Tujuan dilakukannya penyitaan untuk memperoleh jaminan atas pajak terutang wajib pajak. Sementara itu, lelang dilakukan ketika wajib pajak tak kunjung melunasi utang pajaknya, dimana barang yang telah disita akan dilelang dengan tujuan untuk melunasi utang pajak dan biaya penagihan utang pajak dengan tetap memberikan perlindungan kepada wajib pajak.
Kemudian yang ketiga, penagihan seketika dan sekaligus yaitu tindakan penagihan yang dilakukan oleh jurusita terhadap penanggung pajak tanpa menunggu tanggal jatuh tempo pembayaran. Tujuan dilakukannya penagihan pajak seketika dan sekaligus yaitu untuk mencegah terjadinya pajak terutang yang tidak dapat ditagih. Namun, jika pada saat penagihan seketika dan sekaligus wajib pajak tidak dapat membayarnya, maka jurusita pajak akan menunggu hingga tanggal jatuh tempo.
Dasar Hukum Penagihan Pajak
Yang menjadi dasar hukum dari penagihan pajak dengan Surat Paksa adalah UU No. 19 Tahun 1997 tentang Penagihan Pajak Dengan Surat Paksa, dimana UU tersebut mulai berlaku sejak tangal 23 Mei 1997. Kemudian, peraturan tersebut mengalami perubahan dan menjadi UU No. 19 Tahun 2000, yang mulai berlaku sejak tanggal 1 Januari 2001.

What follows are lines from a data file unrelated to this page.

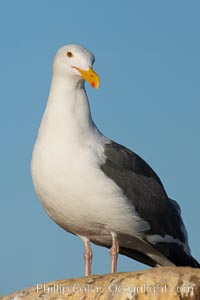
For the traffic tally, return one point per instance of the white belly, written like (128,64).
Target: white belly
(79,197)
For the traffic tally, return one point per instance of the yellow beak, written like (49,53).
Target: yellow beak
(90,76)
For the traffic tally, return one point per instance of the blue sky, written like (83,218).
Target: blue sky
(148,58)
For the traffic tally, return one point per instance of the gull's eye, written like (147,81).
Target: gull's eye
(69,54)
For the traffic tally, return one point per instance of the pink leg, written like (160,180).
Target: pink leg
(114,250)
(87,256)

Baca juga: Suami Meninggal, Cek Aturan NPWP dan Tunggakan Pajaknya
Hak dan Kewajiban Wajib Pajak
Dalam penagihan pajak, wajib pajak memiliki hak dan kewajiban. Adapun, kewajiban yang harus dipenuhi oleh wajib pajak antara lain:
- Wajib pajak berkewajiban melakukan pelunasan utang pajak sebelum jatuh tempo
- Wajib pajak berkewajiban berkomitmen dalam angsuran ataupun penundaan pembayaran pajak
- Wajib pajak berkewajiban agar bersifat kooperatif dalam tindakan penagihan pajak
- Wajib pajak dilarang melakukan tindakan yang melanggar UU Penagihan Pajak dengan Surat Paksa dalam Penagihan Pajak yang berakibat pada tindakan pidana, misalnya seperti memindahtangankan, menyembunyikan, menghilangkan, ataupun memindahkan hak atas barang yang disita.

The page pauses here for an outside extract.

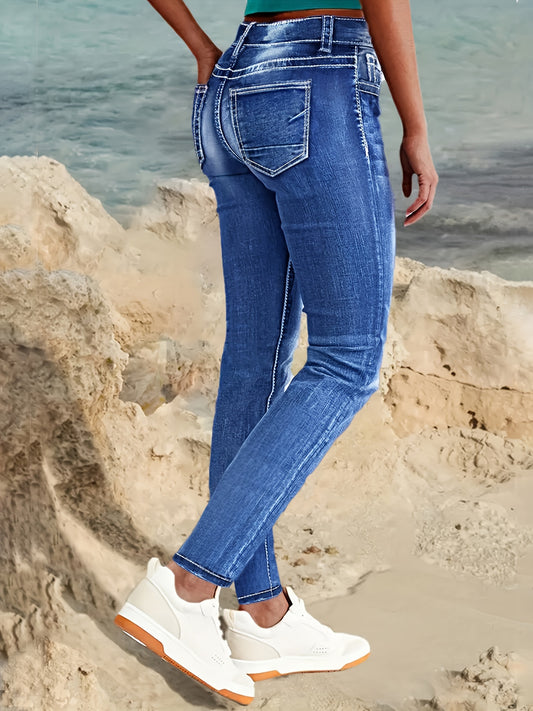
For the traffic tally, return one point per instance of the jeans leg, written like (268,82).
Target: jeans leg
(346,291)
(261,335)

Dalam hal telah memenuhi kewajibannya, wajib pajak pun juga dapat memperoleh haknya. Hak tersebut antara lain:
- Wajib pajak berhak mengajukan angsuran serta penundaan pembayaran utang pajak
- Wajib pajak berhak mengajukan permohonan pengurangan maupun penghapusan sanksi administrasi
- Untuk SKPKB/SKPKBT sejak tahun 2008 hingga sekarang yang tidak disetujui oleh wajib pajak pada saat pembahasan akhir pemeriksaan, penagihan pajak menjadi tertangguh
- Wajib pajak berhak mengajukan gugatan atas pelaksanaan Surat Perintah Melaksanakan Penyitaan, Surat Paksa, Pengumuman Lelang, Keputusan Pencegahan dalam rangka Penagihan Pajak ke Pengadilan Negeri
- Wajib pajak berhak mengajukan gugatan atas pelaksanaan penyanderaan ke Pengadilan Negeri
- Wajib pajak dapat mengajukan sanggahan atas objek sita.

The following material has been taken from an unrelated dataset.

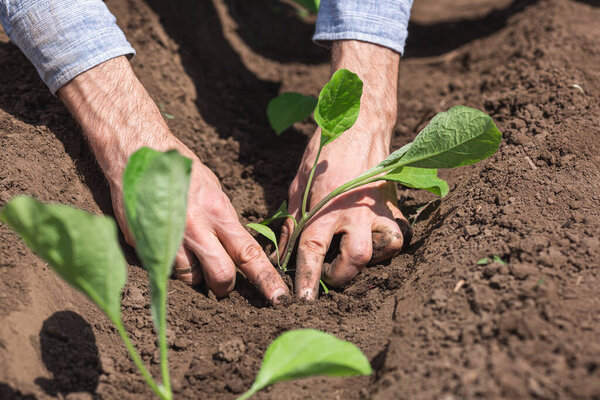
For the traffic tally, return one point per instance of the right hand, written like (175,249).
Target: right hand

Baca juga: Penyebab Sengketa Pajak dan Pencegahannya, Pelajari Di Sini!
Kadaluarsa Penagihan Pajak
Terhadap wajib pajak, DJP memiliki jangka waktu 5 tahun dalam melaksanakan Penagihan Pajak yang terhitung mulai saat diterbitkannya dasar penagihan pajak. Jika telah lebih dari 5 tahun, penagihan pajak tidak dapat lagi dilakukan sebab hak penagihan terhadap utang pajak dianggap telah gugur. Namun, hal tersebut dapat tertangguh atau melampaui 5 tahun jika dalam kondisi:
- Diterbitkan Surat Paksa
- Adanya pengakuan utang pajak dari wajib pajak baik secara langsung maupun tidak langsung, seperti wajib pajak yang mengajukan permohonan pengangsuran ataupun penundaan pelunasan pajak
- Diterbitkannya SKPKB atau SKPKBT jika wajib pajak melakukan tindakan pidana perpajakan dan tindakan pidana lainnya yang merugikan pendapatan Negara
- Dilakukannya penyidikan tindak pidana di bidang perpajakan.